Del motivo per cui in alcuni Paesi europei non c’è l’obbligo vaccinale mentre in Italia sì abbiamo già parlato. Anche la questione della percentuale della copertura vaccinale dovrebbe essere ormai chiara, anche se nemmeno il presidente della Regione Veneto sembra preparato sull’argomento: il Veneto è sì sopra la media nazionale per la copertura di vaccinazioni raccomandate come morbillo, parotite e rosolia, ma è comunque al di sotto del livello di sicurezza del 95%.

Inoltre, come evidenzia Ricciardi, il Veneto risulta fra le poche regioni ad avere un recupero della copertura della vaccinazione esavalente inferiore al 5% a 36 mesi, quindi solo il 5% dei bambini non vaccinati secondo il calendario prestabilito si mette in pari con questa vaccinazione entro i tre anni, mentre la media italiana è del 18%.

Questo sistema, quindi, “non è riuscito a impedire un livello insoddisfacente di copertura – fa notare il presidente dell’Istituto superiore di sanità – proprio sulle vaccinazioni obbligatorie, che è infatti inferiore di oltre un punto rispetto alla media nazionale.
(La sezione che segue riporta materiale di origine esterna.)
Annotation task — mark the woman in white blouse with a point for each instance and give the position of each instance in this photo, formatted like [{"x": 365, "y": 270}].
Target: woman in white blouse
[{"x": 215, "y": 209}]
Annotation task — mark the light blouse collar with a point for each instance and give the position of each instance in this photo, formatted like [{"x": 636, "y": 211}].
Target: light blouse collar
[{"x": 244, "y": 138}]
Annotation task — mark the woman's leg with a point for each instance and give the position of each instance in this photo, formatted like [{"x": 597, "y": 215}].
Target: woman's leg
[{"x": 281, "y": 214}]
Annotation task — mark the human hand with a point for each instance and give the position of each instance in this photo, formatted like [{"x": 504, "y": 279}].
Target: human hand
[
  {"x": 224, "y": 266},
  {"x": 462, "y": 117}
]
Se questo accade nel contesto di una regione dove pure c’è un’offerta vaccinale ampia e gratuita e dove c’è una particolare attenzione alla comunicazione e promozione della vaccinazione ciò significa che senza interventi mirati e omogenei sul territorio nazionale il rischio di un ulteriore calo delle coperture e quindi la dispersione di anni di campagne pubbliche di prevenzione è molto elevato”.
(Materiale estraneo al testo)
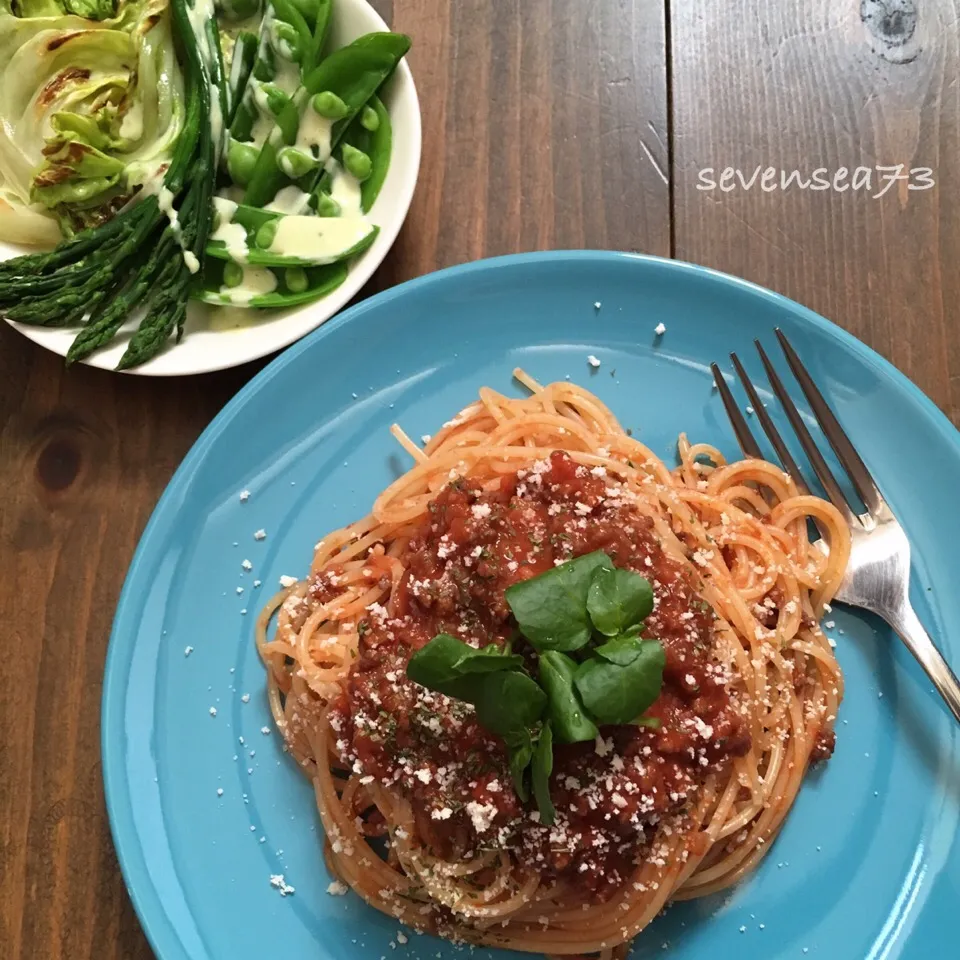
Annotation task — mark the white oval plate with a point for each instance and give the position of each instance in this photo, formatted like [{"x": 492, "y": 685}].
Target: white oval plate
[{"x": 217, "y": 338}]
“In Veneto le percentuali di copertura vaccinale sono nettamente al di sotto del livello di sicurezza, e la cosiddetta ‘immunita’ di gregge’ non è garantita – ha dichiarato anche la deputata pd Daniela Sbrollini, vicepresidente della Commissione Affari sociali e sanità – Purtroppo le dichiarazioni del governatore del Veneto Luca Zaia in materia di vaccini sono assolutamente da smentire, poiché i dati che giungono dal ministero della Salute ci dimostrano chiaramente che il Veneto era un tempo tra le Regioni più sicure e proprio da quando è stata introdotta la facoltà di non vaccinare i propri figli i livelli si sono notevolmente abbassati mettendo così a rischio la salute pubblica”.
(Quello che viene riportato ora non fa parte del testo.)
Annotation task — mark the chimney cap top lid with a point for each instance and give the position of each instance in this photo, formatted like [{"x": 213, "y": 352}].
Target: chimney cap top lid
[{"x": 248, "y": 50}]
“La copertura vaccinale dei principali vaccini – ha aggiunto Sbrollini – è crollata in maniera omogenea dal 97% (2007) fino al di sotto della soglia del 90% (2016) in alcune Ulss; la situazione appare drammatica. Tali coperture riguardano patologie importanti come Polio, Difterite Tetano, Pertosse, Epatite B, Hib e morbillo. Ogni genitore deve sapere che non vaccinare il proprio figlio non è potenzialmente dannoso solamente per la propria famiglia ma costituisce un rischio per l’intera comunità”.